El trato diario y la amistad con Jesucristo nos llevan a una actitud abierta, comprensiva, que aumenta la capacidad de tener amigos. La oración afina el alma y la hace especialmente apta para comprender a los demás, aumenta la generosidad, el optimismo, la cordialidad en la convivencia, la gratitud..., virtudes que facilitan al cristiano el camino de la amistad.
Para que haya verdadera amistad es necesario que exista correspondencia, es preciso que el afecto y la benevolencia sean mutuos. Si es verdadera, la amistad tiende siempre a hacerse más fuerte: no se deja corromper por la envidia, no se enfría por las sospechas, crece en la dificultad, “hasta sentir al amigo como otro yo, por lo que dice San Agustín: Bien dijo de su amigo el que le llamó la mitad de su alma”. Entonces se comparten con naturalidad las alegrías y las penas.
Es propio de la amistad dar al amigo lo mejor que se posee. Nuestro más alto valor, sin comparación posible, es el haber encontrado a Cristo.
No tendríamos verdadera amistad si no comunicáramos el inmenso don de nuestra fe cristiana. Nuestros amigos deben encontrar en nosotros, los cristianos que quieren seguir de cerca a Jesús, apoyo y fortaleza y un sentido sobrenatural para su vida.

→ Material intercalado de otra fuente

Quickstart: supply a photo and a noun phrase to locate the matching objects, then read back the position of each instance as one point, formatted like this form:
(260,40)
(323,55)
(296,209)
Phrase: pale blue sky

La seguridad de encontrar comprensión, interés, atención les moverá a abrir su corazón confiadamente, con la seguridad de que se les quiere, de que se está dispuesto a ayudarles. Y esto, mientras realizamos nuestras tareas normales de todos los días, procurando ser ejemplares en la profesión o en el estudio, fomentando siempre la amistad, estando abiertos al trato y al afecto con todos, impulsados por la caridad.
(Frases extractadas del libro Hablar con Dios, de Francisco Fernández Carvajal, Ciclo C, Pascua).